原油価格が下がった場合、不採算になった油田を評価損で落とさないといけない場合が出てきます。そのケースでは特損を計上することになります。これをアナリストが事前に予見することは至難の業。

石油株、鉱山株の決算が予想から外れた場合、かならず「生産量」と「平均販売価格」に分解し、「どこで予想からずれた?」を検証してください。おうおうにして、生産量はしっかり確保したものの、市況が軟化して販売単価が悪かったことが多い。

これなんかは会社の責任とは言いにくい。



●それからその企業が「配当を維持しつづけているか?」にも注目して。

なぜなら足下の決算が少々下ブレしても、経営陣が(これはすぐ元に戻る)と思えば減配しないから。そして配当をしっかり確保できるだけのキャッシュフローを生んでいれば、決算の少々のミスはめくじらたてるべきでない。

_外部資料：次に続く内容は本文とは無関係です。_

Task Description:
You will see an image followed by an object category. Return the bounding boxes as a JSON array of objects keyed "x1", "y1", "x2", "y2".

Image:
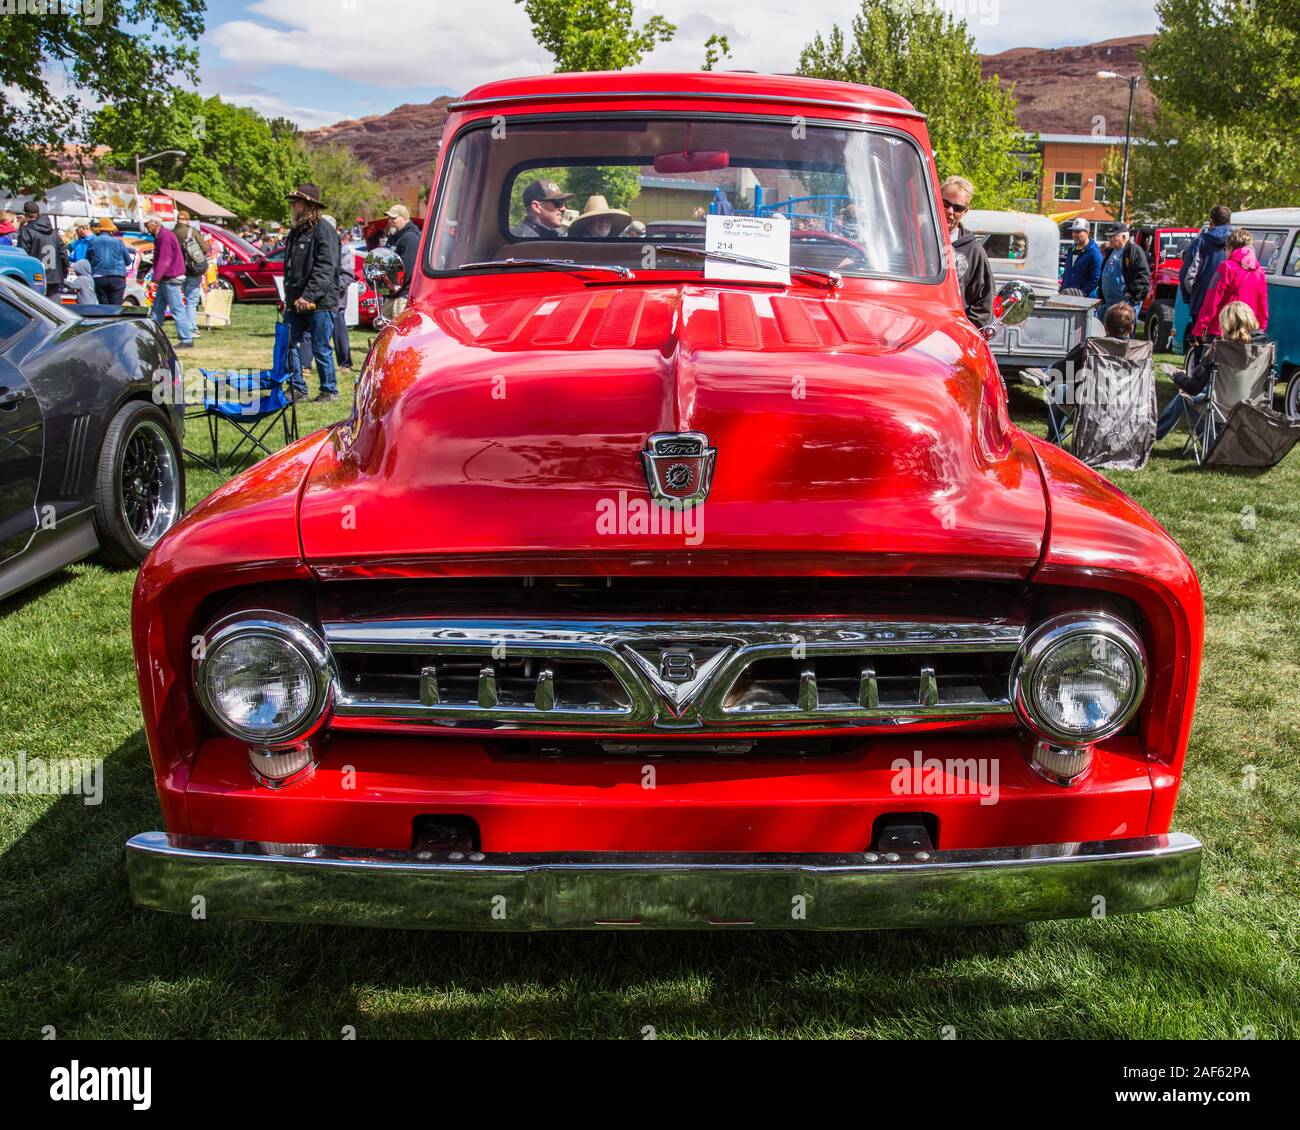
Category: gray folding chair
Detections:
[
  {"x1": 1070, "y1": 337, "x2": 1157, "y2": 470},
  {"x1": 1178, "y1": 339, "x2": 1275, "y2": 464}
]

むしろ安定的な配当、そしてその裏付けとなる潤沢なキャッシュフローを買うというノリで、インカムゲインを手掛かりに石油株を買うのが王道。

現在のようにスルスル原油価格が上昇している局面では、①インカムゲイン狙いの投資家から、②値幅取りのモメンタム投資家へと物色の主体が入れ替わることが多々あります。②の連中は、含み資産などに注目しながら買い上がってゆく。

たとえば、いま世界でいちばん利益を出している企業であるサウジ・アラムコなどは典型的な資産株です。なぜなら確認埋蔵量が多いから。